Is it covered?

I have a few concerns about using life insurance as a funding strategy for long term care.  I don’t mean in the sense of a true linked benefit / asset-based LTC product like Asset-Care.  What I am referring to is the “add-on” coverage provided by a rider on the life insurance policy.

“Oh, by the way, we can add this rider and if you have a long term care situation, you can use part of your death benefit to pay for that need.”

That’s all well and good but what if all of that life insurance policy’s death benefit was intended for a debt elimination or legacy planning or simply spousal income?  Think about that the next time you encounter a client whose life policy “can do that”.

What I really want to discuss here isn’t the viability of using a life policy to meet a long term care funding need.  I want to discuss making sure that the life policy and the rider used to provide that benefit CAN provide LTC money if needed.

Often times, people (consumers and producers) misunderstand the language of their “LTC Rider” that is tied to their life insurance policy.  And, rather than providing money for care received at home while recovering from a stroke or a fall, the policy provides no benefits.  Why is this?  Simply, the rider was written to meet the chronic illness definition.

Remember, the chronic illness definition typically includes language that requires the condition to be permanent and irrecoverable.  In the case of a stroke or a fractured hip or even a head injury – that criteria is not met.

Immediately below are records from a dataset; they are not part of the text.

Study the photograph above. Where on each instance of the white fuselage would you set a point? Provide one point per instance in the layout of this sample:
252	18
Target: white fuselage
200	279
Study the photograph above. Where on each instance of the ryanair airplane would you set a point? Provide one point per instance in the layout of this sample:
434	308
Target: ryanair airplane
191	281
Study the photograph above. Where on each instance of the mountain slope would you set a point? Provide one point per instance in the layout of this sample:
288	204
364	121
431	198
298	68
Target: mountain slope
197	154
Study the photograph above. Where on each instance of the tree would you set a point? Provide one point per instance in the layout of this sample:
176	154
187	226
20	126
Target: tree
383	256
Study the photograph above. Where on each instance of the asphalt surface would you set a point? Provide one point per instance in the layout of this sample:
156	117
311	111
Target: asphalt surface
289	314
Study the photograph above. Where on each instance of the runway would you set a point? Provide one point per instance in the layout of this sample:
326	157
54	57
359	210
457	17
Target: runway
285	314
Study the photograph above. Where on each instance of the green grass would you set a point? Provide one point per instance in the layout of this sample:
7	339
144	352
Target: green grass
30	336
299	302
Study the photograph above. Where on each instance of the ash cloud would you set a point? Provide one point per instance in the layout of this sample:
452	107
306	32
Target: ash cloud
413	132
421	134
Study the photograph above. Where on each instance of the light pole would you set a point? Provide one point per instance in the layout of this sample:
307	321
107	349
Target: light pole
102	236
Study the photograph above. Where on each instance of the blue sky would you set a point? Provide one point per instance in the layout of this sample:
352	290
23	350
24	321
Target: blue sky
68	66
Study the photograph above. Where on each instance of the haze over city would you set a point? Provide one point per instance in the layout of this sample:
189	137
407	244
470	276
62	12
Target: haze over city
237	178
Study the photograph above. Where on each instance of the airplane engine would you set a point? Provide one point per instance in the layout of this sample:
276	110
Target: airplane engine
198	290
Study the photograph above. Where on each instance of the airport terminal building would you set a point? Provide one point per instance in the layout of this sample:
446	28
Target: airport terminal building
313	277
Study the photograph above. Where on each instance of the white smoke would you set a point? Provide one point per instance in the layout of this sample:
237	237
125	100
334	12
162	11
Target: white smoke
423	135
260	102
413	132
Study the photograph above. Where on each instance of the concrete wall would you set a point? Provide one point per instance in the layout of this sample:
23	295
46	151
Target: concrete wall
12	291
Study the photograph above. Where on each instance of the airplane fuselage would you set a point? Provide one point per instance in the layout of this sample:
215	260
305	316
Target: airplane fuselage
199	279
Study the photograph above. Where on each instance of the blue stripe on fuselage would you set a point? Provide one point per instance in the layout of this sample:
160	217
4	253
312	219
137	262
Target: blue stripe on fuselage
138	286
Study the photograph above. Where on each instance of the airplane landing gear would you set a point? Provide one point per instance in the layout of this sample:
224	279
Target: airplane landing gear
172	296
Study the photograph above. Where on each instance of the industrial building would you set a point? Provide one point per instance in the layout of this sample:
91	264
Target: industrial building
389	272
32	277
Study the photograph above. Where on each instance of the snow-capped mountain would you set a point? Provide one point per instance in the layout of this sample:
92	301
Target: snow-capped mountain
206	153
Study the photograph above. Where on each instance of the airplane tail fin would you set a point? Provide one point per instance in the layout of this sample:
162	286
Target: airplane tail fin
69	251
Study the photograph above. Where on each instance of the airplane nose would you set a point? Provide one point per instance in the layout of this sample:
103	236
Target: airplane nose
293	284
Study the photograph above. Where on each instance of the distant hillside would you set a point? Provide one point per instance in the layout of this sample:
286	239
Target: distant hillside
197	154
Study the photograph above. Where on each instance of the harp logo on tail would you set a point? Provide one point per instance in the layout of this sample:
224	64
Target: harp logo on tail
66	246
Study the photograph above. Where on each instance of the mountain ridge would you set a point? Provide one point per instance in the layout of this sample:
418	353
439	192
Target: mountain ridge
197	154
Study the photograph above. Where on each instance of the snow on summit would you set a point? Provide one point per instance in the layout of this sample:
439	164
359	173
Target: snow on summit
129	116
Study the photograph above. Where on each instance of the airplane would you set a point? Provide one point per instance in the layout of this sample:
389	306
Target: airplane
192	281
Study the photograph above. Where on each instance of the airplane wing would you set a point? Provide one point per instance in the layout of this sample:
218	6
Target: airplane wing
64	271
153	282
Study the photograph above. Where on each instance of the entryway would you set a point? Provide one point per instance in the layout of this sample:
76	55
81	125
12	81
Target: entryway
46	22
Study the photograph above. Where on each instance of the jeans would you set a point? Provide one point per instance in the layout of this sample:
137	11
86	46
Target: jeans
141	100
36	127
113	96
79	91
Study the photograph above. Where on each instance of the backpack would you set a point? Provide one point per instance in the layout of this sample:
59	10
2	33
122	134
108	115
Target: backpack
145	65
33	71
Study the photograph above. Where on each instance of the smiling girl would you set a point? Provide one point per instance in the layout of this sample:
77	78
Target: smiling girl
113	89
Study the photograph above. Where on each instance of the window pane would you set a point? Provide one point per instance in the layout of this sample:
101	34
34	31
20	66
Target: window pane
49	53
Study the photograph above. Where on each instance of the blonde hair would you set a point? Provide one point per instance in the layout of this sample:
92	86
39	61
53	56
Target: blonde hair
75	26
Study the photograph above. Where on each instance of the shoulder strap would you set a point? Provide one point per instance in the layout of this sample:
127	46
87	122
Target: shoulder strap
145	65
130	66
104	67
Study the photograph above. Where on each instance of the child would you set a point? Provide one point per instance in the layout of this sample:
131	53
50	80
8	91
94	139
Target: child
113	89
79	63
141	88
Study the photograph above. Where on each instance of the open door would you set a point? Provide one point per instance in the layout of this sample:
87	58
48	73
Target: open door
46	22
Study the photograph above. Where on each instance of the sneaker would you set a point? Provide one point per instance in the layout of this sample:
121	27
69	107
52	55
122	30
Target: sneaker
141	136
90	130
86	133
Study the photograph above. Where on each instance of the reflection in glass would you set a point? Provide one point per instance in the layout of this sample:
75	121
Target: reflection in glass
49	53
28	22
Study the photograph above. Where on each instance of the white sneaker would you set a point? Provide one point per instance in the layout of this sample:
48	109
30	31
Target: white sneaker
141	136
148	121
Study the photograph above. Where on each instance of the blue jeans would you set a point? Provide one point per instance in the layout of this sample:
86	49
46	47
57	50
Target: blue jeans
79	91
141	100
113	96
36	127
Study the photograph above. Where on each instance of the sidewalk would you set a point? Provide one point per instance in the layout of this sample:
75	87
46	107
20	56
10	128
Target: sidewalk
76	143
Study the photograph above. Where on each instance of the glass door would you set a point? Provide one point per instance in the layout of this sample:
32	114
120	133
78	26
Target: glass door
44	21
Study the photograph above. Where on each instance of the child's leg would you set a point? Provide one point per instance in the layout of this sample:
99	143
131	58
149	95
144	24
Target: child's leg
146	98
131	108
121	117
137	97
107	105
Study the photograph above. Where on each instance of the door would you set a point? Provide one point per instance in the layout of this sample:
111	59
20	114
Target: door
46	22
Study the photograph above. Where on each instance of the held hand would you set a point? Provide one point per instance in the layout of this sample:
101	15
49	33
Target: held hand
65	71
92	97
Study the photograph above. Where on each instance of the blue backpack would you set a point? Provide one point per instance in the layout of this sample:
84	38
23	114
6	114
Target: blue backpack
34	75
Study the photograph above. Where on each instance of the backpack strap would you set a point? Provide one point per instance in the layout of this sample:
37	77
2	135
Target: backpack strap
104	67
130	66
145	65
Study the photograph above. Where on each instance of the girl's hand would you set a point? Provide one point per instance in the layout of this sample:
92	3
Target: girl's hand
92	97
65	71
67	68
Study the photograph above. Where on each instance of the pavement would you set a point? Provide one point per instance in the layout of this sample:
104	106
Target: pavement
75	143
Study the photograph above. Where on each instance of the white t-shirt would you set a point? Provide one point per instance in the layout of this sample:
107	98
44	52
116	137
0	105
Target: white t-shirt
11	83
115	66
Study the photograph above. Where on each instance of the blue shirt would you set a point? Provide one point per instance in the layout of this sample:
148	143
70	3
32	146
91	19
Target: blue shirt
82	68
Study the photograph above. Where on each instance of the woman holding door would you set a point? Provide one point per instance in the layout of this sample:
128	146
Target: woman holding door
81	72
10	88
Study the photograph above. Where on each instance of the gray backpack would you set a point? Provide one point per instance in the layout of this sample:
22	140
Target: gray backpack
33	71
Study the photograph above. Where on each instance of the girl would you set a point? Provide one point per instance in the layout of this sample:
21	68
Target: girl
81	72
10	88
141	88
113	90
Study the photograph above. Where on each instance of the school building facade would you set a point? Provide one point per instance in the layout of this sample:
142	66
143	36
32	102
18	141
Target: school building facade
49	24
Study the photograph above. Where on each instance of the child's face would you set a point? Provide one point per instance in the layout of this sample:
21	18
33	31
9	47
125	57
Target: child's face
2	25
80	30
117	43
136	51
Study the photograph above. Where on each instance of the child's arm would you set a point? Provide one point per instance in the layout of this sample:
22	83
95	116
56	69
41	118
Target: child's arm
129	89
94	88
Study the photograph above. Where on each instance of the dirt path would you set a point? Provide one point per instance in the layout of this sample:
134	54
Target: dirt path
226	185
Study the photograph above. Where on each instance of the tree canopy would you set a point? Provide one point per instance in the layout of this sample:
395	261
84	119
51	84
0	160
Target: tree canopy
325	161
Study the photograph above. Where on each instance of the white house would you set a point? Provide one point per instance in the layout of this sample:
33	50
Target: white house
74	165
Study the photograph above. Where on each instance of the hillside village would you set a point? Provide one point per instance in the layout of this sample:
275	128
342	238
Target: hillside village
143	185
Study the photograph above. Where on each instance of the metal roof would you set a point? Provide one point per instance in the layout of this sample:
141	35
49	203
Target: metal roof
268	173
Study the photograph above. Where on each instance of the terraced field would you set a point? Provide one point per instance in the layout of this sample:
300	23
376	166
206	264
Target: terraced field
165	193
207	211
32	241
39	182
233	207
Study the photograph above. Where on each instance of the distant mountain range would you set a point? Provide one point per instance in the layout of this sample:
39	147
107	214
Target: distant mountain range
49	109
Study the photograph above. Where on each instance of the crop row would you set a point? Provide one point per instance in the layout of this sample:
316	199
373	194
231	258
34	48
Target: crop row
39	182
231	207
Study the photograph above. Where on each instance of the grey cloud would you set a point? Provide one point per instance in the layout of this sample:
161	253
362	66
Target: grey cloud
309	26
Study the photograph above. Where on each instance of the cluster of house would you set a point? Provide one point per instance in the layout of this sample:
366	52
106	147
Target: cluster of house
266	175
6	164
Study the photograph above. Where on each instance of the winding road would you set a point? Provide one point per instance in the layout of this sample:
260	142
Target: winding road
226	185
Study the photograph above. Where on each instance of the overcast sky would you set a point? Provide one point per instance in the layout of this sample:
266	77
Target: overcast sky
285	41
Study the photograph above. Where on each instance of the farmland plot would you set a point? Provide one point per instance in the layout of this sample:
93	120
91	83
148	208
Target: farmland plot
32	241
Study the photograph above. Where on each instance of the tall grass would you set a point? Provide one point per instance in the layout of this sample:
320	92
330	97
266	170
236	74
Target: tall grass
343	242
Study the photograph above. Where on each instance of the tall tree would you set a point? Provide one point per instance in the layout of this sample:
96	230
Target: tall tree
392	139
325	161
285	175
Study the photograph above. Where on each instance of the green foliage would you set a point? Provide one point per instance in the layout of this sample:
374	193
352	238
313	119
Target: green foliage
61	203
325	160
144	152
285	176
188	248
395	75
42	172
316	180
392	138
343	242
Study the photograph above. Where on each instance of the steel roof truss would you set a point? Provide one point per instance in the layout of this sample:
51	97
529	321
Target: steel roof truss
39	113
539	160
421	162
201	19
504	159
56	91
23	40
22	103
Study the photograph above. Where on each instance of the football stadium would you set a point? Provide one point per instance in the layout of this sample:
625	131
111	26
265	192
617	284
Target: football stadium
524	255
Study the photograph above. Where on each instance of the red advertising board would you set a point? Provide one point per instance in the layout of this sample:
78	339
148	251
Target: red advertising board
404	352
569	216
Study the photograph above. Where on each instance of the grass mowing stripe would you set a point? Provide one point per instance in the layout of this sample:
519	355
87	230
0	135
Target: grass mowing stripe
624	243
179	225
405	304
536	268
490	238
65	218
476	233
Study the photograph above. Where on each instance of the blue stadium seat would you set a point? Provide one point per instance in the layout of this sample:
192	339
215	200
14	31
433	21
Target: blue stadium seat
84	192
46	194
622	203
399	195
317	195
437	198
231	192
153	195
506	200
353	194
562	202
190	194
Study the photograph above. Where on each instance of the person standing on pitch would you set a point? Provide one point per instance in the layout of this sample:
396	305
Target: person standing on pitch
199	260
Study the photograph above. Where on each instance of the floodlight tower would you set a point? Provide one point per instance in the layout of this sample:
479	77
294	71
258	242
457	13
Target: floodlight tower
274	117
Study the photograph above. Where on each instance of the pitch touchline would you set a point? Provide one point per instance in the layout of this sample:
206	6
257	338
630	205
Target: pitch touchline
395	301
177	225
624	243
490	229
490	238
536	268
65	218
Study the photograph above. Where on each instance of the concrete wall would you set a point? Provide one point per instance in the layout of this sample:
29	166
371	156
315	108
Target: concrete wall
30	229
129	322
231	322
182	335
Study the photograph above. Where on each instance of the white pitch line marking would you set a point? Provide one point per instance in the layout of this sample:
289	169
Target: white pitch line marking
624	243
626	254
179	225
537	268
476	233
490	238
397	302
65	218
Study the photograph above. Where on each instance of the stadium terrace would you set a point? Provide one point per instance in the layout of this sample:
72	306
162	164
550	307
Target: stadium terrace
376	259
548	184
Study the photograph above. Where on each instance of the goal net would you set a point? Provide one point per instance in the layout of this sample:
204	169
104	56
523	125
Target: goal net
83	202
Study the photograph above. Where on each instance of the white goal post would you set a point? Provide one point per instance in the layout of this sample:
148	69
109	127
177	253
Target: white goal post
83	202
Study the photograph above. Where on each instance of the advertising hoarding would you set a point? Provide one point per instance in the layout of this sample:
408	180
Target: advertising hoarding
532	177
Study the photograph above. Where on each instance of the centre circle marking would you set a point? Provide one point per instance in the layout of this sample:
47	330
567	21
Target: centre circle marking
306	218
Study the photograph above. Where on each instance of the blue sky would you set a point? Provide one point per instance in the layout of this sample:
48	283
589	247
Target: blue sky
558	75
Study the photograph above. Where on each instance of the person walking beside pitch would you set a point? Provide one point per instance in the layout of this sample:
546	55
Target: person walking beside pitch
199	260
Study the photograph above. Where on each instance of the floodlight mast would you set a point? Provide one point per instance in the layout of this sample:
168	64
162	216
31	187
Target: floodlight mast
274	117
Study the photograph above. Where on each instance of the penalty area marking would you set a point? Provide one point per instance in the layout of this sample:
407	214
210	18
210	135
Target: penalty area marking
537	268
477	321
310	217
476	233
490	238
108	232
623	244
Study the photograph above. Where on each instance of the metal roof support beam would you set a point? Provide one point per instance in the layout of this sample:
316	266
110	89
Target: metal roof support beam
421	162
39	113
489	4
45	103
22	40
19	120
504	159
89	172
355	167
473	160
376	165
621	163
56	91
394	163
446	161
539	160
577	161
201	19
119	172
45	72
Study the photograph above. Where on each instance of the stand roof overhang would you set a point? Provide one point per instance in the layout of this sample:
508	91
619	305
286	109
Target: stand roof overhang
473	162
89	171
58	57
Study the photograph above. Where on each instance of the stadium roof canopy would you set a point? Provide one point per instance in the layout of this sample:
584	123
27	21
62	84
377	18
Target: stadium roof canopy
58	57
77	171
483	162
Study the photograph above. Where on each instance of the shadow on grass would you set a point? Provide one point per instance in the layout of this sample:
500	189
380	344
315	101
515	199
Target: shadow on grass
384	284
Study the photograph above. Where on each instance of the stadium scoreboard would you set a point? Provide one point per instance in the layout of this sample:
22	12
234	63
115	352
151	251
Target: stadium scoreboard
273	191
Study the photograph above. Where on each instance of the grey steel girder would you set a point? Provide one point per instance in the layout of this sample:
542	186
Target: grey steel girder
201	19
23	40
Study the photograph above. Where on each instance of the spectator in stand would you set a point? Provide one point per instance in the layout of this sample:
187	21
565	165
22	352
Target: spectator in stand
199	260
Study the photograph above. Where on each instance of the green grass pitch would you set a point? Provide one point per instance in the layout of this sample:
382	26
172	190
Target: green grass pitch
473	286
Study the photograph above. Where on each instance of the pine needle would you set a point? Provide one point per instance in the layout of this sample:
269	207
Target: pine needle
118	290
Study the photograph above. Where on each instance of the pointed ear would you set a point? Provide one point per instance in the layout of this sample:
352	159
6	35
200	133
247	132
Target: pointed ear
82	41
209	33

Focus on the language of the rider to determine if it is LTC or something else.  If the triggering events are limited to “2 of 6 activities of daily living” and do not mention anything about a cognitive issues such as dementia or Alzheimer’s then it is NOT LTC.  If the language limits where care can be received (typically limiting care to be in a nursing home) or omits home care – it is NOT LTC.

The moral of the story is this: even if your client says that their policy “does that” (provides LTC benefits), confirm the language so that no one is surprised when an extended healthcare event occurs and LTC benefits are needed.